In summary, evidence for prognostic models of hyperthyroidism-related AF is limited. Until new development studies of hyperthyroidism-specific prognostic models or validation studies of already existing ones are conducted, C2HEST may be apt for clinical use in hyperthyroid patients for AF screening.

Management

Over the past decade, there has been a shift toward a holistic and patient-centered approach in the management of patients with AF. Current guidelines support the Atrial Fibrillation Better Care (ABC) pathway, a four-pillar approach based on an integrated care, focusing on ‘A’ Avoid stroke/thromboembolism prevention with anticoagulants drugs, ‘B’ Better rate control with beta-blockers and rhythm control with pharmacological and nonpharmacological interventions, and ‘C’ Cardiovascular risk-factor and comorbidities management (primary and secondary AF prevention) (59, 60). Recent publications have highlighted the potential benefits of this approach on AF patient outcomes and quality of life (61, 62, 63, 64).

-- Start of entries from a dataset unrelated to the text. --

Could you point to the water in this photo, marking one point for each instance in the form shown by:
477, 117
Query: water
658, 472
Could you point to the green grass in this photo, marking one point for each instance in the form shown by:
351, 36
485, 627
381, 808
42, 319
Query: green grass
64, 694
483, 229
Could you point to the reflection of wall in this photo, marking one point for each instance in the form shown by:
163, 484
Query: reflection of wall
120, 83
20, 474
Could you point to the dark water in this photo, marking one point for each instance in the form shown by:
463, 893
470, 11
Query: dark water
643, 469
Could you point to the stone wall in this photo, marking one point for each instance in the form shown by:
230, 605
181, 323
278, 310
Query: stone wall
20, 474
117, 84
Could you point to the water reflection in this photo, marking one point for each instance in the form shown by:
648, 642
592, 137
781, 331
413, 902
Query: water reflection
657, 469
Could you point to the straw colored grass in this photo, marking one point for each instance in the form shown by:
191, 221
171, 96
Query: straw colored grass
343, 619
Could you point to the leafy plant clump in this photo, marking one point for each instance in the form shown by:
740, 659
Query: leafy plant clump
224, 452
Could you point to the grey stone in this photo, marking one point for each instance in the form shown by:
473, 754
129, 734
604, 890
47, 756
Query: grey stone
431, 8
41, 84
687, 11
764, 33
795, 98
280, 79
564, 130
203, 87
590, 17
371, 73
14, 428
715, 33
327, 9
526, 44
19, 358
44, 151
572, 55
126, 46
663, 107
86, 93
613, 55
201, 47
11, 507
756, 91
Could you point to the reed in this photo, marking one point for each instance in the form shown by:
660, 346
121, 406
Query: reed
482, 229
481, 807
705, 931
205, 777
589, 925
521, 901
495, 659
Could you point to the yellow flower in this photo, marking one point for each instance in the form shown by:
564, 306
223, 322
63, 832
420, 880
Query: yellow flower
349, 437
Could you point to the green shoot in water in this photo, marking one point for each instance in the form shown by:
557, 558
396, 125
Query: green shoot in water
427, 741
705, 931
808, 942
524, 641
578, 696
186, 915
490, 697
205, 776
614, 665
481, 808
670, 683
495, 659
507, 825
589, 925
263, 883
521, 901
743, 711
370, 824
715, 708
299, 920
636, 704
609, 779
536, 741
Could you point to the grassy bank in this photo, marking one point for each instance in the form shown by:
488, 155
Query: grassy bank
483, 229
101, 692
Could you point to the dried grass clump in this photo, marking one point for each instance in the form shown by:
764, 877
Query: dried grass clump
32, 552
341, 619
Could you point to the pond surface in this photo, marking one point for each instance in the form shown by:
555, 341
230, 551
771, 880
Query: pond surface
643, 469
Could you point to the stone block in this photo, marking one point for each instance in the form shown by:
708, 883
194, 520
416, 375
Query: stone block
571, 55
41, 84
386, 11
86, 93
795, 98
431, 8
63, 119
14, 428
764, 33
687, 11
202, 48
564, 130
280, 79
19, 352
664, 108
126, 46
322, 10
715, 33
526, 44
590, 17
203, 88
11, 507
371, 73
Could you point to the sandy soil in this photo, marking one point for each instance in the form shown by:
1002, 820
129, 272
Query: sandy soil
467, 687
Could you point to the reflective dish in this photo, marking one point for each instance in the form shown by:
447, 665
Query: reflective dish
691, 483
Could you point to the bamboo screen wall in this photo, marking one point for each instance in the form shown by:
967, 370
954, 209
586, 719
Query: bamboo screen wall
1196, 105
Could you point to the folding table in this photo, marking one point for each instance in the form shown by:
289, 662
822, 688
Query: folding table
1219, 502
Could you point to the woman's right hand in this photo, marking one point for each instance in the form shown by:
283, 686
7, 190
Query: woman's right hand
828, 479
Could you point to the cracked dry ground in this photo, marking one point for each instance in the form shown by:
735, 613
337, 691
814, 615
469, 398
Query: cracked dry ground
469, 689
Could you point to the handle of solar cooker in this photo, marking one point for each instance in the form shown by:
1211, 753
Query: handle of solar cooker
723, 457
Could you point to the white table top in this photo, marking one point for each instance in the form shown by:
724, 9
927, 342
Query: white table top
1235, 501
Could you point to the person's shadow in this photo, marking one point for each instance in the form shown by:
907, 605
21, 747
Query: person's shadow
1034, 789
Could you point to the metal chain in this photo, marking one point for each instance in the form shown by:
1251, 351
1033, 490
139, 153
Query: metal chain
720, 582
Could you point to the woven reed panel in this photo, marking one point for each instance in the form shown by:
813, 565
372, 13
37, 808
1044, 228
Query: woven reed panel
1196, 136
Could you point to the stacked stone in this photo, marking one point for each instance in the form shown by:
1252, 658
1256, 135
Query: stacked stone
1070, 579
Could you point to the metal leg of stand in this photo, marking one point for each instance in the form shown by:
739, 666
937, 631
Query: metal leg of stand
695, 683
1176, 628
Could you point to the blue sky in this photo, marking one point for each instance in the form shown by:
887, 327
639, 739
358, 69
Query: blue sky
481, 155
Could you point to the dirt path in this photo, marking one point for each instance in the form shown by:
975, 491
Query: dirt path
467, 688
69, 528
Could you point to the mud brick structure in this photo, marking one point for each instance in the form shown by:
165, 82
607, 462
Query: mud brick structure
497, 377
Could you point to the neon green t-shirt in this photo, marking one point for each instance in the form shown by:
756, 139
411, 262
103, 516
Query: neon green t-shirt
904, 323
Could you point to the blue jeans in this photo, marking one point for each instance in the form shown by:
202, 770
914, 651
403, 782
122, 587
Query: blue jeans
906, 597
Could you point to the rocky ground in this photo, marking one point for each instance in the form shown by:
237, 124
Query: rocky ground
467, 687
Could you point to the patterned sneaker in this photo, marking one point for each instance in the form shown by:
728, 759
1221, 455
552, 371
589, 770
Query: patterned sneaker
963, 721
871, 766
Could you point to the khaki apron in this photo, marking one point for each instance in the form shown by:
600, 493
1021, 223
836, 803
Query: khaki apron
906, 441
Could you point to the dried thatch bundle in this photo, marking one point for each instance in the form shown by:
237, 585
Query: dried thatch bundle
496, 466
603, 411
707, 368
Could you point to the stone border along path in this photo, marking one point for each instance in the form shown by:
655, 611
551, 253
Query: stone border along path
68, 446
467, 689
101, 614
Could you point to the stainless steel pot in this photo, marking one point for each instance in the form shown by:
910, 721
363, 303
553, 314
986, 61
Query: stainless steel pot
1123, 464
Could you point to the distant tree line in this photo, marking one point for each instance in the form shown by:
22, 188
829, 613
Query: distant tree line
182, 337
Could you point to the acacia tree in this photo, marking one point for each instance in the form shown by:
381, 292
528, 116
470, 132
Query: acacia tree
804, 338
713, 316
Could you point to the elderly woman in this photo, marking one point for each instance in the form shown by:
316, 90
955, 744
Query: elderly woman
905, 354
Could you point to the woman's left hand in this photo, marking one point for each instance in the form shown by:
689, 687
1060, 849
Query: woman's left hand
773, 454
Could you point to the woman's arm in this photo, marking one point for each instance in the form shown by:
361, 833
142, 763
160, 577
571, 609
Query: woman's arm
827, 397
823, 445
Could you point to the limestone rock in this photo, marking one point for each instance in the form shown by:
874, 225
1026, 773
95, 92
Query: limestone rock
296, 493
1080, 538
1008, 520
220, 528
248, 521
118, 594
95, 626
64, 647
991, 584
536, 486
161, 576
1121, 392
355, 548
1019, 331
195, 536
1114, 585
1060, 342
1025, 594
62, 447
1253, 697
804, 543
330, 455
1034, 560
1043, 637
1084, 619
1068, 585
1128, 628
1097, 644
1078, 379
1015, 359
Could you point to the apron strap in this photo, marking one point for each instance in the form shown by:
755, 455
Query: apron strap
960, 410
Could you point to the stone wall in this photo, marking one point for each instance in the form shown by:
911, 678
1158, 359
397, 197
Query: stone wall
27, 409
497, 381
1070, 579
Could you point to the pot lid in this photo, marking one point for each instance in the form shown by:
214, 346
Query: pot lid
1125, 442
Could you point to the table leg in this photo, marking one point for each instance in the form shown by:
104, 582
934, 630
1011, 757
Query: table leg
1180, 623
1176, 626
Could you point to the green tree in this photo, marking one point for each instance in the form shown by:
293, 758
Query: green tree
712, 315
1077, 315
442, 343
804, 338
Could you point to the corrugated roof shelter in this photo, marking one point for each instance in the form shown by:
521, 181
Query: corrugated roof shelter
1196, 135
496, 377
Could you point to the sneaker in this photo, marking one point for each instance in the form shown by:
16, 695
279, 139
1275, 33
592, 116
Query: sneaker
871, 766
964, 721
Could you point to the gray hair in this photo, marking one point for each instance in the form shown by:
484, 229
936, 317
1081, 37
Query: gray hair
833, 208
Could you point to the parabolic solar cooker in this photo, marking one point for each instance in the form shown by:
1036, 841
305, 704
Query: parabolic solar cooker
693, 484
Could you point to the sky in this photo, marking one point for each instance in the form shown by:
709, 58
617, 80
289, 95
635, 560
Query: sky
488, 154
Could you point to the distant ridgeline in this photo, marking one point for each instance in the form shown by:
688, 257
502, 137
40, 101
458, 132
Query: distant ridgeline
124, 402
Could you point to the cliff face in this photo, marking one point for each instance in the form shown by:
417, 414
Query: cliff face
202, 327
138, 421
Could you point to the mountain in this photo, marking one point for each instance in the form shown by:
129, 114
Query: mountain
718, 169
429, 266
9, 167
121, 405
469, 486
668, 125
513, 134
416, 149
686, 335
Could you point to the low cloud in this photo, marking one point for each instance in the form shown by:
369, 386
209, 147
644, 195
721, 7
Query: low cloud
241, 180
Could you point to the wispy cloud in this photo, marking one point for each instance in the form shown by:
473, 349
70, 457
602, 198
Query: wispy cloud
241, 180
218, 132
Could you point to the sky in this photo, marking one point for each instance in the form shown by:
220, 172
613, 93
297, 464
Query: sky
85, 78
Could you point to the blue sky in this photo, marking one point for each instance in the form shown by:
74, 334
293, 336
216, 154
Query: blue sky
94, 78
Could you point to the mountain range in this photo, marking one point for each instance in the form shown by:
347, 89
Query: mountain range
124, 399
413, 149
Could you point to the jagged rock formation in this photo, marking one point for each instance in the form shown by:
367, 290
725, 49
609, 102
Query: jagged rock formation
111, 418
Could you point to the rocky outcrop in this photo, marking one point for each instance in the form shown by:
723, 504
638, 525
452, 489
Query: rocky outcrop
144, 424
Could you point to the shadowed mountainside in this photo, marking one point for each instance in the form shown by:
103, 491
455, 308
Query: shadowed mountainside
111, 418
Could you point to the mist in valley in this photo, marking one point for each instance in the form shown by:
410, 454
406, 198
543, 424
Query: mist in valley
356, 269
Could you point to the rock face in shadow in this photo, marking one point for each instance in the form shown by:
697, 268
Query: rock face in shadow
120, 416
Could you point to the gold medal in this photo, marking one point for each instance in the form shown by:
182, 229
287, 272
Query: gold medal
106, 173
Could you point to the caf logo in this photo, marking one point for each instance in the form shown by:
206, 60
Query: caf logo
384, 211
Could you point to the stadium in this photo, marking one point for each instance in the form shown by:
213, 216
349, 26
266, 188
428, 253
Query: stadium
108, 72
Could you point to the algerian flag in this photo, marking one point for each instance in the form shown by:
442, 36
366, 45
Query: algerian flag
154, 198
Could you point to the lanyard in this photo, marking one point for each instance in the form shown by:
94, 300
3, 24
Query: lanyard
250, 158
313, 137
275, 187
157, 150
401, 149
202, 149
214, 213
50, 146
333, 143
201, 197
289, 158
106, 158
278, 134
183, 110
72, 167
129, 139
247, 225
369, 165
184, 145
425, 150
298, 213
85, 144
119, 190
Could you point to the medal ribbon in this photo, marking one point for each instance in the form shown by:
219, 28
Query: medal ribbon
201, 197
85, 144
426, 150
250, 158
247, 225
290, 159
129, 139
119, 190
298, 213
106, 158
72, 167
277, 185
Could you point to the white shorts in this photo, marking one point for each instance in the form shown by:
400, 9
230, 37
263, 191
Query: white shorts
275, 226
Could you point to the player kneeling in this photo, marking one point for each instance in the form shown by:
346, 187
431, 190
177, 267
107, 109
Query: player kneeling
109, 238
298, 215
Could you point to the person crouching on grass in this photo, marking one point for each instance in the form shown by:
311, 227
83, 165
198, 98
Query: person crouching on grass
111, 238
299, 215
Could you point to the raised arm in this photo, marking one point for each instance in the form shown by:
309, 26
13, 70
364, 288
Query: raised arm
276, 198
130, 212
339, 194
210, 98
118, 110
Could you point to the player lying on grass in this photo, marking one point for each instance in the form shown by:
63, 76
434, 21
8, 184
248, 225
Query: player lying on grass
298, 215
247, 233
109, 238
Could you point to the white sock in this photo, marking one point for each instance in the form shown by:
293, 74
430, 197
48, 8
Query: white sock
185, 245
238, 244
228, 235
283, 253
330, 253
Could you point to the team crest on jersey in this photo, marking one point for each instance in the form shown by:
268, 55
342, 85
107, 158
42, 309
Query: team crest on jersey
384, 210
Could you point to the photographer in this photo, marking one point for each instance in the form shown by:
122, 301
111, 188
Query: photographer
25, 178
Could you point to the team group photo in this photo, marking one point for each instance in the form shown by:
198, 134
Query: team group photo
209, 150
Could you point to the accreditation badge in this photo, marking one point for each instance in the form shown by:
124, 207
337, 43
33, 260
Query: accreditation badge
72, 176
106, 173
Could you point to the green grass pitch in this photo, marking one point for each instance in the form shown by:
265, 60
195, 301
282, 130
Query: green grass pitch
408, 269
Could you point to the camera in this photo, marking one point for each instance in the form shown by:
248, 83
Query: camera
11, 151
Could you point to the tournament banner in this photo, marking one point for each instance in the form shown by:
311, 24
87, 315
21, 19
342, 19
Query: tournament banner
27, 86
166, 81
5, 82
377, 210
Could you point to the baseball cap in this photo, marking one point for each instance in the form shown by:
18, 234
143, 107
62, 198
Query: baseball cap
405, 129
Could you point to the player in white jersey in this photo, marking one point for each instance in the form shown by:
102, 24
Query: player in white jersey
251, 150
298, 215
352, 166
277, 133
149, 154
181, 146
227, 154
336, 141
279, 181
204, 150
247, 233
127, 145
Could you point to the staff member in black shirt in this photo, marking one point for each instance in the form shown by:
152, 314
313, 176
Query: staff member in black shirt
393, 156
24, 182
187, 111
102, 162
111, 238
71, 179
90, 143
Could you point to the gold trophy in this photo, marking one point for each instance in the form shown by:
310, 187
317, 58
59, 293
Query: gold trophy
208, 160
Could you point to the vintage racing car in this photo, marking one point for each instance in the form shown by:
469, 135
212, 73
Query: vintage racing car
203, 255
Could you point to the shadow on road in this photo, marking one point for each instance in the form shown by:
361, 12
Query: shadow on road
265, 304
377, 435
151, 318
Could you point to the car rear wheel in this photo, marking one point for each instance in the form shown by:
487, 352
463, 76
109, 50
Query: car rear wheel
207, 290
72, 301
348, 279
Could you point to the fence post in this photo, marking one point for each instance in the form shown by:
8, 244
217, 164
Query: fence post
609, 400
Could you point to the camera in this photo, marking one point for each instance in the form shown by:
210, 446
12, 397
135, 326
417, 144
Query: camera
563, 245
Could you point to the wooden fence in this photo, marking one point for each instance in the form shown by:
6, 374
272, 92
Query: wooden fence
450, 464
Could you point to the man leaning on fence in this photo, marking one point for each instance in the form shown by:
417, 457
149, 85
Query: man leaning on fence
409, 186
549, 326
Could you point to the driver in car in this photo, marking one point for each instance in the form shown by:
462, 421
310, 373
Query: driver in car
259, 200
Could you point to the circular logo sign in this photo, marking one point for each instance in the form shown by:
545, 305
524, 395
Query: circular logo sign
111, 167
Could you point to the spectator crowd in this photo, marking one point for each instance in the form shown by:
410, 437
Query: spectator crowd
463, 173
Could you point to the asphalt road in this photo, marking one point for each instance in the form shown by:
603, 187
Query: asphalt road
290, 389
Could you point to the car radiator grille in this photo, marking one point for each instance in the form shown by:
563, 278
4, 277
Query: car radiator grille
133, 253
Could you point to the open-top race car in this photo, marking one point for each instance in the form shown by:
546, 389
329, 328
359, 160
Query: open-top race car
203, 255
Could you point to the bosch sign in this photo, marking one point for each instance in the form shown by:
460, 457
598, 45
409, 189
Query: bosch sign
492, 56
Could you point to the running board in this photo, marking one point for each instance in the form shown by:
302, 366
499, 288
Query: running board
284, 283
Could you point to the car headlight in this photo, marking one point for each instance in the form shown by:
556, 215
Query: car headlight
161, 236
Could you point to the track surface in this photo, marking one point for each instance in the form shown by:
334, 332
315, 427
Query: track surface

General principles – management of hyperthyroidism in hyperthyroid-related AF

Current guidelines and position papers for the management of hyperthyroidism-related AF are based on evidence from studies of low methodological quality (e.g. observational, real-world), as hyperthyroidism was an exclusion criterion in the majority of clinical trials, and their findings may not be extrapolated to this subgroup of AF patients (24, 45, 65). Hence, the level of evidence is low, and the recommendations should be applied with caution. Consequently, the management of hyperthyroidism-related AF should follow, with some exceptions, the same principles as those for the general AF population (in accordance with the ABC pathway).

The first dimension to consider is that hyperthyroidism is one of the modifiable risk factors for AF, and thus, quick control and restoration of euthyroidism is the sine qua non of treatment. As mentioned before, up to two-thirds of patients with hyperthyroidism convert instantly to sinus rhythm after achieving and maintaining normal thyroid function in the long term (18, 37). Appropriate therapeutic options are mainly disease-specific, which in the case of thyrotoxicosis with hyperthyroidism include antithyroid drugs, radioiodine ablation, or thyroidectomy and depend on individual patient characteristics and preferences (5, 66). However, there is limited evidence regarding the optimal TSH targets for patients with hyperthyroidism and AF; a TSH within the age-specific normal reference range seems reasonable. Collaboration between cardiologists and endocrinologists might be required in the management of hyperthyroidism-related AF.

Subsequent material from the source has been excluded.